MNTI is a rare osteolytic tumor occurring in infants less than one-year-old and most frequently affecting the maxilla. The rarity of this entity makes anatomic prevalence difficult, but a 2015 systematic review of the literature suggested that less than one-fifth of these lesions occur in the nongnathic cranium. Another review in the neurosurgery literature suggests approximately five described cases occurring in the temporal bone [6]. These lesions are known to have a small but real malignant potential and are known to recur following surgical excision. Diagnosis is typically made on a histological basis, typically only after surgical excision. Common histological features of these tumors include the presence of two distinct cell populations: large epithelioid melanin-pigmented cells and small round “neuroblast-like” cells, lending to the tumors namesake. Immunohistochemical staining demonstrates cytokeratin, HMB45, and vimentin positivity in the larger epithelioid cells, and synaptophysin and glial fibrillary acidic protein (GFAP) positivity in the smaller round blue cells. Both of these cell types are usually negative for chromogranin A and neurofilaments. MNTI is usually negative for Ki-67 and CD99, but when present, it appears to be correlated with the more aggressive growth of the tumor [7]. The immunohistochemical staining characteristics for our patient is demonstrated in Table 1 and are consistent with the “classic” findings. Interestingly in our patient, CD99 was positive, possibly correlating with the recalcitrant nature of the mass and difficulty in clearing the lesion (Figures 4 and 5).

Review of the literature failed to demonstrate consistent, widely accepted radiographic findings; however, a recent publication suggested common MRI characteristics of these lesions with predominantly iso- or hypointense signal enhancement characteristic on T1- and T2-weighted images. Additionally, contrast enhancement on MRI is usually quite marked in all nonossified components of the tumor, which was again represented by our patient’s lesion [8].

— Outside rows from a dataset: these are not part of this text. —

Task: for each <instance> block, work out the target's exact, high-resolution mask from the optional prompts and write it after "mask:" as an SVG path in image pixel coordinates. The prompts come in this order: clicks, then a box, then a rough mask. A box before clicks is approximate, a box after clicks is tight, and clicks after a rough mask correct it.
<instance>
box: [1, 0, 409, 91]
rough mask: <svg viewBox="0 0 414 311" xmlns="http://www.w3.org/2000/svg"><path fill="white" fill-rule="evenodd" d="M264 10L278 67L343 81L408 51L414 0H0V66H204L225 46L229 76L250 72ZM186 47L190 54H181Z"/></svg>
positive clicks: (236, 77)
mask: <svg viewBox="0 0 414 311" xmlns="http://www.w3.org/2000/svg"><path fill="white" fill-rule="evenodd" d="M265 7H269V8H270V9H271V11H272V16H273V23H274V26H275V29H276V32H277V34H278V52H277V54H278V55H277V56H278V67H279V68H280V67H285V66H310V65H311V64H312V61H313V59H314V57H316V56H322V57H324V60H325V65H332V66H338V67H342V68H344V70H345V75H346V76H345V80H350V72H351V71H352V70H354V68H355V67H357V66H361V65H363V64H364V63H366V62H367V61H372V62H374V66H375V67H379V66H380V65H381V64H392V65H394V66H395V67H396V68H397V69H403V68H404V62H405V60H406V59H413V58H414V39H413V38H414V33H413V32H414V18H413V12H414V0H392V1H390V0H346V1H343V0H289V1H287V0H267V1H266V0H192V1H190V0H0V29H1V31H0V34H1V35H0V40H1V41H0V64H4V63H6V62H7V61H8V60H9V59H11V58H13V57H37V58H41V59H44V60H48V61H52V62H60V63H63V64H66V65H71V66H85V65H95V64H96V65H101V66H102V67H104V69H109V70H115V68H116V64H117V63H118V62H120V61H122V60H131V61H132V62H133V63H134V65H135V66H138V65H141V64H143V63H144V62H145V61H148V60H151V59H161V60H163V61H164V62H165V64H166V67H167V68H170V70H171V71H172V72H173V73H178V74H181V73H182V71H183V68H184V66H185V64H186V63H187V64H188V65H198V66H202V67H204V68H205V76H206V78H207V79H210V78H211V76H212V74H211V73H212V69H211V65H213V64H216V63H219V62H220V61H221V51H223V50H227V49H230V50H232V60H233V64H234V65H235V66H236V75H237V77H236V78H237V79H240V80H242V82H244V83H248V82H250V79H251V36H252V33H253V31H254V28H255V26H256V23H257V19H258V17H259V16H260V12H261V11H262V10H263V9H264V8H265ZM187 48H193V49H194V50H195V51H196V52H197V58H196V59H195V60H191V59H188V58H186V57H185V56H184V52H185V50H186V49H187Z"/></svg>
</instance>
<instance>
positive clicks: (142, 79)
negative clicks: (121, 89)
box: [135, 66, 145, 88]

Standardized treatment consists of wide local excision; however, in our case, the ability to do this was hampered by critical neuro-otologic structures. Recurrence is common in these tumors, quoted at 20–45%. Our case reaffirms this finding as well as highlights the difficulty achieving negative resection margins despite the clinical margins appearing negative, making the ability to define the true extent of the lesion difficult.

4. Conclusion

Through coordinated effort, and sound surgical technique, MNTI can be treated successfully when recognized and addressed in a thoughtful manner. Our case demonstrates a unique otolaryngologic presentation of this rare tumor and the necessity, therefore, for the practicing pediatric otolaryngologist to be familiar with the characteristic and salient features of identifying and treating these lesions.


MNTI:Melanocytic neuroectodermal tumor of infancy.


This manuscript was presented as a poster at the American Society of Pediatric Otolaryngology, National Harbor, MD, April 21, 2018.

Conflicts of Interest

The authors declare that they have no conflicts of interest.